Are there any topics that should never be discussed in church?

There are certainly some topics that belong out of bounds in any reasonable community. No one is going to seriously propose discussing whether the church should return to the ancient cultic practice of child sacrifice. It is unlikely anyone will ask for a discussion on whether or not adulterers should be stoned or whether a disobedient son should be executed (Deuteronomy 21:18-21).

But how is the church to decide that a matter falls outside the reasonable bounds for sensible discussion?

According to Evangelical Covenant Church pastor and Professor of Theology and Ethics at North Park Theological Seminary in Chicago, Michelle Clifton-Soderstrom, there are certain questions in the church that some church members feel have been definitively answered and are too controversial to be brought up in the community for further discussion.

The faithful pursuit of deeper answers in conversation with Scripture generates enormous fear, and this fear is understandable. Talking about [these] questions is divisive in the current climate. Many believe the church has clearly spoken on this topic.

Clifton-Soderstrom  goes on to suggest,

Those ecclesial groups who have engaged it have lost churches and people. Understandably, leaders want to avoid this kind of thing happening under their watch.

So, we cannot talk about questions we believe have already been definitively answered or are too controversial. We must avoid topics that generate fear or are divisive and might cause churches to lose members.

How credible is it to avoid a discussion on a matter that has direct impact on peoples’ lives and well-being, simply because the discussion may cause division and loss in the church? What happens to the Christian tradition of dissent? Clifton-Soderstrom argues,

here is where I, as a Christian ethicist, underscore the importance of faithful dissent. Why? For starters, Jesus did it all the time, and yes, he drove a lot of people crazy. For reference, see Matthew, Mark, Luke and John. The fact is, sometimes the majority view gets it wrong. We see it over and over throughout church history.

I do not accept the option of dissent — only faithful dissent.

“Faithful dissent” is an important value to preserve in the Christian church. The church slips into dangerous territory when it becomes a  community in which members are permitted to come to only one answer on any difficult topic.

The church does not need to be frightened of dissent. We trust that God is bigger, wiser and more enduring than all the discord or disharmony  that might ever emerge in any discussion. We understand that human answers to the deepest most puzzling questions of life are always only imperfect.

We fly under the banner of Romans 11:33,34 –

O the depth of the riches and wisdom and knowledge of God!
How unsearchable are his judgements and how inscrutable his ways!
‘For who has known the mind of the Lord?
Or who has been his counsellor?’

Life is hemmed in on every side by mystery. The only safe way forward is to keep close the admission, “I may be wrong.”

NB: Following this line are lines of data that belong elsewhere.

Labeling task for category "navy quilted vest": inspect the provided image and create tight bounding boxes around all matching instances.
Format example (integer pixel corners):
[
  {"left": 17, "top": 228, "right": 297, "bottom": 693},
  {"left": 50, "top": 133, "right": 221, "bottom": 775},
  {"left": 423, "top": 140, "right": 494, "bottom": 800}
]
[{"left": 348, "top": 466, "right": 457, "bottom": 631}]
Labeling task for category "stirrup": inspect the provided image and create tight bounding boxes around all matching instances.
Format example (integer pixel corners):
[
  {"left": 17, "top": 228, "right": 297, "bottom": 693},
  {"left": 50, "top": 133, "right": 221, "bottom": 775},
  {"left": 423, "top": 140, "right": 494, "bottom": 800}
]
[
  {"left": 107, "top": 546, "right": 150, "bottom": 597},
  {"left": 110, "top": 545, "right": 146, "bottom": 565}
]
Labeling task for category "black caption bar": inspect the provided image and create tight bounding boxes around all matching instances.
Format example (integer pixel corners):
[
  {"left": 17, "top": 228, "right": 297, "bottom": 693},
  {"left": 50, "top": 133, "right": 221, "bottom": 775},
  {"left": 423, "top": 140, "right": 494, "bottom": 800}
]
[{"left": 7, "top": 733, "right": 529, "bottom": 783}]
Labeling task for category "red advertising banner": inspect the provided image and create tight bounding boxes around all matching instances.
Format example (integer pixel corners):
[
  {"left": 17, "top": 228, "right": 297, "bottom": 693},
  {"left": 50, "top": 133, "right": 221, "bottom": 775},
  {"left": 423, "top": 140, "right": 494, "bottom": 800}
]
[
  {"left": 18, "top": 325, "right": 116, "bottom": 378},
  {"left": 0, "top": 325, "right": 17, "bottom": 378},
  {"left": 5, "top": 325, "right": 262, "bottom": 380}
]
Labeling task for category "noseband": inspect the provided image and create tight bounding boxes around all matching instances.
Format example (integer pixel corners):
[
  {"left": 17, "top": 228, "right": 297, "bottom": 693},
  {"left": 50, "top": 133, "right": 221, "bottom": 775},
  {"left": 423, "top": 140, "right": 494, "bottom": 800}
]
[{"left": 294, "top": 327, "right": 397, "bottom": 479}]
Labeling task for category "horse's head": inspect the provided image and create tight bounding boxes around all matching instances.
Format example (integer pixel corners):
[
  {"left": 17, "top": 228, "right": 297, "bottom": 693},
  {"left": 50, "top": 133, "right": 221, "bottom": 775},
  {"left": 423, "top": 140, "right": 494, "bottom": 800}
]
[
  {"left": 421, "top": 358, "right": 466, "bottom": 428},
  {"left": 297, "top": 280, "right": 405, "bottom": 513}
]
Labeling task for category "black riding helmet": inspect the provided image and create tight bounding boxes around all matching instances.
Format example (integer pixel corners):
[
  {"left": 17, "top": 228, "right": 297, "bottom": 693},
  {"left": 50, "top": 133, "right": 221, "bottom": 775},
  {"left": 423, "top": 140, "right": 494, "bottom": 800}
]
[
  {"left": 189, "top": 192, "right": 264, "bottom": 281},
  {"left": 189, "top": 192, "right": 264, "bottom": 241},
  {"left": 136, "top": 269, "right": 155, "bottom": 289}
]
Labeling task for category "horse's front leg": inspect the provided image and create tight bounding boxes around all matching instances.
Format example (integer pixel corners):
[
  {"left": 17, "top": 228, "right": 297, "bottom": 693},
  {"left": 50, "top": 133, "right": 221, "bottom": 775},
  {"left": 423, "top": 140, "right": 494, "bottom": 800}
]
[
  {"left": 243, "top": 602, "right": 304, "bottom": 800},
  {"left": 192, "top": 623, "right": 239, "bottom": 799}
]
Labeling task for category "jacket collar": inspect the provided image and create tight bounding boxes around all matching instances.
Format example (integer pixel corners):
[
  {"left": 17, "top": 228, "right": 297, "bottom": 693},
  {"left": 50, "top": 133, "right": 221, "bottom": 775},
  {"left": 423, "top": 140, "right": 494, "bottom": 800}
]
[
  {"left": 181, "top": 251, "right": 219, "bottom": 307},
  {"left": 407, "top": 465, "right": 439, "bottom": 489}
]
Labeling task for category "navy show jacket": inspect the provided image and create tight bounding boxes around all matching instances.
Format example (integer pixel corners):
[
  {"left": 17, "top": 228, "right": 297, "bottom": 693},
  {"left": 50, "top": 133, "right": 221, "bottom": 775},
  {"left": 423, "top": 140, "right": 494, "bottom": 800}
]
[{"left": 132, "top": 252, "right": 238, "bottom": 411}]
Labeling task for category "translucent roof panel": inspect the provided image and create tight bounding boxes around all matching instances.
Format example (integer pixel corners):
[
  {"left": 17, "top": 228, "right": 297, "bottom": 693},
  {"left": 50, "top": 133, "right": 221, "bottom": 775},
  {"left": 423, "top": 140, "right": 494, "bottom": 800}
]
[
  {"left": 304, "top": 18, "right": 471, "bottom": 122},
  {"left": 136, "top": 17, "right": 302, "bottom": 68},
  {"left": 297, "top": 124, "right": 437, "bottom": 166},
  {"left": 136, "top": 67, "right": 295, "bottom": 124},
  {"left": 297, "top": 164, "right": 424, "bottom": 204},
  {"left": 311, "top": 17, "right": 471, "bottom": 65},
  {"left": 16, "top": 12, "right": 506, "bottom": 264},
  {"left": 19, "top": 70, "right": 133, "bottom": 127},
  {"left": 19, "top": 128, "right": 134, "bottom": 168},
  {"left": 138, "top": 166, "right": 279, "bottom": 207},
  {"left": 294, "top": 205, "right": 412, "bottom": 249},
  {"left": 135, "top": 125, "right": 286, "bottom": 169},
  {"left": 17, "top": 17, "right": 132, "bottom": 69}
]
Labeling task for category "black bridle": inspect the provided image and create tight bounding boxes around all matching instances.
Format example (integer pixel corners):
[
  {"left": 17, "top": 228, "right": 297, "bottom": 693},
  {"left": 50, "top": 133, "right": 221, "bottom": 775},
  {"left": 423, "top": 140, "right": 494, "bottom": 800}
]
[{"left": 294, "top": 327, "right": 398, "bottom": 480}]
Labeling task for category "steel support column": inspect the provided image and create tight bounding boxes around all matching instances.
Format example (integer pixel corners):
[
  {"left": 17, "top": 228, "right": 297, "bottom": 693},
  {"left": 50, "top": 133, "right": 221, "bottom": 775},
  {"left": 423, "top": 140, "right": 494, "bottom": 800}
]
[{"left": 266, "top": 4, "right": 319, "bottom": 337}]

Acknowledging that we have not captured the whole truth does not mean we are unable to live with passion and deep conviction. Beliefs can be held firmly but openly.

The real danger is not getting a wrong answer so much as restricting the openness of exchange and the freedom of questioning. If we are going to err in the church, we should err on the side of trusting in that mystery of love that can never be confined to any human dogma or formulation.